A mortgage conveys an interest in real property as security. Lenders often require borrowers to maintain hazard insurance that protects the property. If the borrower fails to maintain adequate coverage, the lender may buy the insurance and force the borrower to cover the cost (force-placed coverage). States generally require insurers to file their rates with an administrative agency and may not charge rates other than the filed rates. The filed-rate is unassailable in judicial proceedings even if the insurance company defrauded an administrative agency to obtain approval of the rate.
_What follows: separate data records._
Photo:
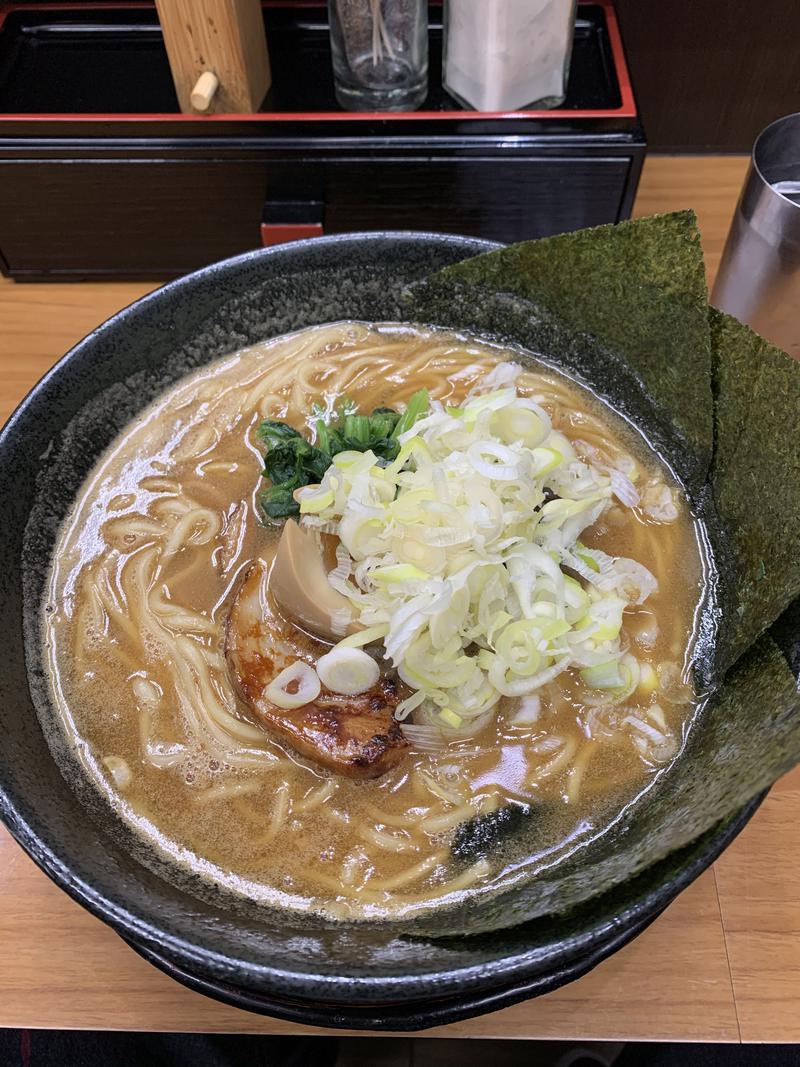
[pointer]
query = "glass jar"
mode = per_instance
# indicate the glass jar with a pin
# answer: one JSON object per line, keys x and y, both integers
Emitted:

Borrowers alleged that their lender, Nationstar, colluded with an insurance company, Great American, and an insurance agent, Willis. Great American allegedly inflated the filed rate filed so it and Willis could return a portion of the profits to Nationstar to induce Nationstar’s continued business. The borrowers paid the filed rate but claimed that the practice violated their mortgages, New Jersey law concerning unjust enrichment, the implied covenant of good faith and fair dealing, and tortious interference with business relationships; the New Jersey Consumer Fraud Act; the Truth in Lending Act, 15 U.S.C. 1601–1665; and RICO, 18 U.S.C. 1961–1968.

The Third Circuit affirmed the dismissal of the suit. Once an insurance rate is filed with the appropriate regulatory body, courts have no ability to effectively reduce it by awarding damages for alleged overcharges: the filed-rate doctrine prevents courts from deciding whether the rate is unreasonable or fraudulently inflated.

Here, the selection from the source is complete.